Марта Генриховна Шульц и была той самой подругой, звонить которой кинулась после ограбления Екатерина Венедиктовна, заходясь от хохота.
– Марта Генриховна, скажите, какие отношения были у вашей подруги с Иваном Елизаровичем Бышовым?
– Самые хорошие. Они знают друг друга с детства. Ванечка даже какое-то время ухаживал за мной, правда, это было очень давно, мне тогда еще пятидесяти не было. Он, знаете ли, рано овдовел и подыскивал себе новую подругу жизни.
– А вы? Не ответили на его ухаживания?
– Ну почему же, – кокетливо улыбнулась Шульц. – Ванечка был очарователен. Но дело в том, что я не была свободна. Даже если бы я в тот момент увлеклась, на развод я бы все равно не пошла.
– Почему? У вас были маленькие дети?
– Да господь с вами, какие же маленькие дети могут быть в сорок семь лет! Нет, дети были уже большими. Но Ванечка – русский. А мы – немцы. Родители с самого детства приучили меня к мысли, что мы не должны ассимилироваться, вступая в браки не с немцами. Мой покойный муж тоже немец.
– А что же Екатерина Венедиктовна? За ней Бышов не пытался ухаживать?
– О, что вы, голубушка, они этот этап прошли лет в пятнадцать-шестнадцать. Эдакая детская влюбленность. Потом у Катеньки появился жених, она встречалась с ним года полтора или два, пока война не началась.
– И как потом складывались отношения Екатерины Венедиктовны и Бышова?
– Очень ровно. Они дружили домами. Ивану нравилась коллекция картин, которую собрал Катин отец, и он постоянно говорил, что купит их все, если только Катенька соберется продавать.
– Марта Генриховна, насколько мне известно, ваша подруга завещала почти все свои картины музеям, за исключением нескольких, которые она и продала Бышову. Это так?
– Да, это правильно. Она так и сделала.
– А почему она не продала Ивану Елизаровичу все картины, если он так этого хотел? Ведь они дружили всю жизнь. Почему же она не пошла ему навстречу?
– Катя хотела дожить свой век в окружении этих картин. Она видела их рядом с собой всю жизнь и не хотела расставаться с ними до срока. И сначала она действительно предложила Ивану завещать картины в его пользу. Но он проявил в этой ситуации редкостное благородство. Не хочу, говорит, чтобы ты думала, будто я с нетерпением жду твоей смерти. Не хочу быть твоим наследником. И тем более не хочу получить эти картины даром. Тогда они и договорились, что Катя продаст ему несколько картин, чтобы на жизнь хватило, а остальное завещает музеям.
– Почему все-таки завещание было составлено только в пользу музеев? Неужели у Екатерины Венедиктовны не было никаких родственников?
– Да есть у нее родственники, но им картины не нужны.

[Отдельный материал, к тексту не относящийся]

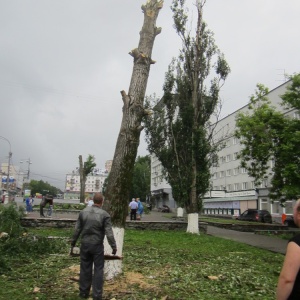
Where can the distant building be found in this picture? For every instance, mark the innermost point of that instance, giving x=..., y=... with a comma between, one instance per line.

Родня такая дальняя, что они и связей не поддерживают.
Это было похоже на правду. Екатерина Венедиктовна бережно хранила получаемые ею письма, поздравительные открытки и телеграммы за много лет, и среди них не было ни слова от родственников. И Бышов, и Петр Васильевич Анисковец в один голос утверждали, что где-то какие-то родственники есть по линии отца, но очень дальние, не то в Мурманске, не то в Магадане, но у Екатерины они не появлялись. Так что не было никаких оснований подозревать их в корыстном интересе к коллекции академика Смагорина.
– Скажите, если бы эти родственники вдруг объявились, Екатерина Венедиктовна сказала бы вам об этом? – спросила Настя Марту Генриховну.
– Уверена, что сказала бы, – твердо ответила Шульц. – Какой смысл ей скрывать это от меня? Наверняка сказала бы.
– А вообще у нее могли быть от вас тайны?
– О, голубушка, – вздохнула Шульц, – надо было знать Катю. Она была веселая и открытая, но отнюдь не болтушка. Отнюдь. Если Катя хотела что-то скрыть, ни одна живая душа об этом не узнала бы, смею вас заверить. Она умела молчать и держать язык за зубами как никто. Ее за это очень ценили. С ней можно было поделиться любым секретом и быть в полной уверенности, что дальше ее это не пойдет. Катя ни разу в жизни никого не подвела. Или, как теперь принято говорить, не заложила. Кто знает, сколько альковных тайн она унесла с собой в могилу…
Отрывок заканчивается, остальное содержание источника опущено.